L’exercice physique régulier vous aidera également à mieux dormir chaque nuit. Il sera même utile pour réguler le binôme appétit-satiété. Il est recommandé de privilégier le travail de force, car cela permet de générer des adaptations hypertrophiques qui auront un impact positif sur la dépense énergétique quotidienne.

Optimiser la gestion du stress

Un homme à son bureau qui se cache le visage dans ses mains.

Le stress est l’un des facteurs les plus influents dans les troubles de l’alimentation.
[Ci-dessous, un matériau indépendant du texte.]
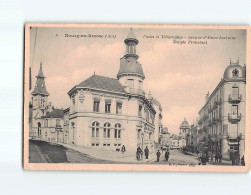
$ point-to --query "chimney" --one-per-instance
(207, 97)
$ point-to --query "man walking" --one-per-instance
(167, 155)
(138, 153)
(158, 155)
(220, 157)
(146, 152)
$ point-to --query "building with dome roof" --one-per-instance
(222, 118)
(108, 112)
(104, 112)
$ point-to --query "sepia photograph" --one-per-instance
(136, 97)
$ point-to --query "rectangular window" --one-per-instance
(235, 90)
(93, 132)
(115, 133)
(140, 111)
(130, 83)
(97, 132)
(119, 133)
(138, 133)
(140, 85)
(118, 108)
(104, 133)
(234, 110)
(108, 133)
(107, 106)
(96, 106)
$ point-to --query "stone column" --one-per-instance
(224, 147)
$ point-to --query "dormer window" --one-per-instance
(235, 73)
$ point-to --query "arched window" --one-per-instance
(95, 129)
(235, 73)
(107, 130)
(46, 123)
(235, 90)
(117, 131)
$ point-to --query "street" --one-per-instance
(44, 152)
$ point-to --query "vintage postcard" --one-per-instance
(137, 98)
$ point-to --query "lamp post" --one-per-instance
(142, 136)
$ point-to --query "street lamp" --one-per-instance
(142, 136)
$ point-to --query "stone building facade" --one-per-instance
(104, 112)
(222, 118)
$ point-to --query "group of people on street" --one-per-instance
(204, 158)
(234, 157)
(236, 160)
(139, 154)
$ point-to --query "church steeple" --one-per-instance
(131, 42)
(40, 88)
(129, 66)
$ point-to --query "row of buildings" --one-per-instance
(220, 127)
(104, 112)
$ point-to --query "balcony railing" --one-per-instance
(205, 117)
(234, 118)
(215, 104)
(234, 98)
(219, 101)
(137, 91)
(215, 120)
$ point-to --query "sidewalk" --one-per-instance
(223, 162)
(127, 157)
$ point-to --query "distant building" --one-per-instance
(177, 142)
(194, 137)
(185, 133)
(165, 137)
(104, 112)
(222, 118)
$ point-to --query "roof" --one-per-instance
(184, 124)
(131, 37)
(40, 87)
(234, 72)
(130, 66)
(56, 113)
(103, 83)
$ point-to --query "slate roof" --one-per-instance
(103, 83)
(130, 66)
(40, 87)
(56, 113)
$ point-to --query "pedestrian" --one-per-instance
(242, 161)
(238, 159)
(167, 155)
(220, 157)
(216, 158)
(138, 153)
(158, 155)
(199, 159)
(123, 149)
(204, 159)
(146, 152)
(233, 158)
(212, 157)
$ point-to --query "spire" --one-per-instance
(131, 42)
(40, 73)
(40, 88)
(128, 63)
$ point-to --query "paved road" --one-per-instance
(44, 152)
(177, 158)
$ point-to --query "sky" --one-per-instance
(178, 75)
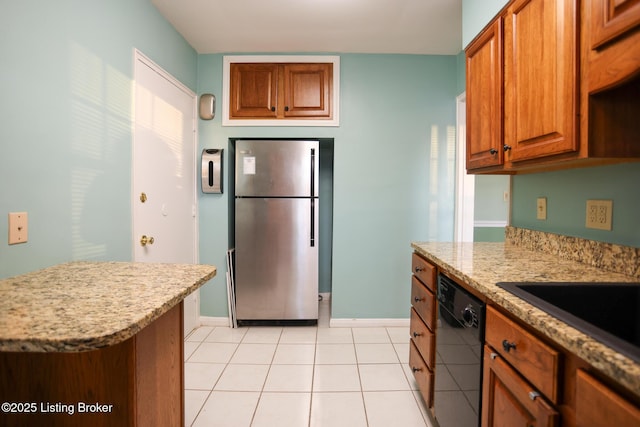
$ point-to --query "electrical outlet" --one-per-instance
(17, 227)
(599, 214)
(541, 212)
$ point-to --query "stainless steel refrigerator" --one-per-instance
(276, 229)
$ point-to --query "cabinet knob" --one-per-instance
(508, 345)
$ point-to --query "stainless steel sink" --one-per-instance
(609, 312)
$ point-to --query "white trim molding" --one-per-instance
(489, 224)
(227, 60)
(214, 321)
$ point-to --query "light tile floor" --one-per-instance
(301, 376)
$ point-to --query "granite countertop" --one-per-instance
(482, 265)
(83, 306)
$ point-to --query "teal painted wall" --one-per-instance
(66, 73)
(476, 14)
(393, 177)
(567, 193)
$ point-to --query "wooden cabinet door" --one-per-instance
(484, 98)
(610, 19)
(509, 400)
(599, 406)
(254, 90)
(541, 82)
(307, 90)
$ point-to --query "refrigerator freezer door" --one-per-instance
(277, 168)
(276, 261)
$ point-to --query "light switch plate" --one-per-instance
(599, 213)
(18, 222)
(541, 211)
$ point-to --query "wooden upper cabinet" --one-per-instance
(484, 98)
(307, 90)
(611, 19)
(254, 90)
(541, 82)
(280, 91)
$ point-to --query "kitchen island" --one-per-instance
(95, 343)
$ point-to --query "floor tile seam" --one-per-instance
(420, 404)
(202, 407)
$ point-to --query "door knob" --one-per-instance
(144, 240)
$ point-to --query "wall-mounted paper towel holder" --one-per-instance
(212, 170)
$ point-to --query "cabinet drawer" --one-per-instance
(424, 271)
(535, 360)
(424, 302)
(422, 374)
(423, 338)
(509, 400)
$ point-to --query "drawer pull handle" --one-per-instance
(508, 345)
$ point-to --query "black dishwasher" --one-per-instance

Il peut déterminer la production hormonale, le comportement et l’état de l’homéostasie dans le corps. Il parvient également à augmenter le risque de souffrir de pathologies complexes dans le temps, comme celles de type cardiovasculaire.

Toutefois, gérer le stress n’est pas facile. Bien qu’une bonne alimentation et une activité physique aident, il peut être nécessaire de pratiquer certaines habitudes comme la méditation. De cette façon, un équilibre peut être atteint dans l’environnement interne qui permet aux processus physiologiques de se dérouler correctement.

Cependant, dans les cas les plus extrêmes, vous devriez consulter un médecin. Il existe des stratégies de contrôle émotionnel grâce à la pharmacologie qui peuvent devenir nécessaires lorsque tout le reste échoue. Mettre un remède à temps évitera des maux majeurs et des conséquences qui pourraient conditionner les habitudes dans le futur.

La faim et l’appétit ne sont pas les mêmes sensations

Comme nous l’avons vu, il existe des différences significatives entre la faim et l’appétit. Il est important de connaître les deux sensations en profondeur pour prendre les bonnes décisions au niveau diététique. Si nous nous laissons toujours guider par nos émotions, nous pouvons connaître des altérations de notre état de santé à moyen terme. Désormais, vous pouvez toujours vous adresser à un professionnel de la nutrition pour vous faciliter la tâche.

Enfin, rappelez-vous que pour que le corps fonctionne correctement, il sera essentiel de combiner une série de bonnes habitudes de vie. Parmi elles, la pratique régulière d’une activité physique. Grâce au sport, le contrôle des processus inflammatoires et oxydatifs dans le corps humain peut être stimulé, ce qui à long terme protégera contre le développement de maladies complexes.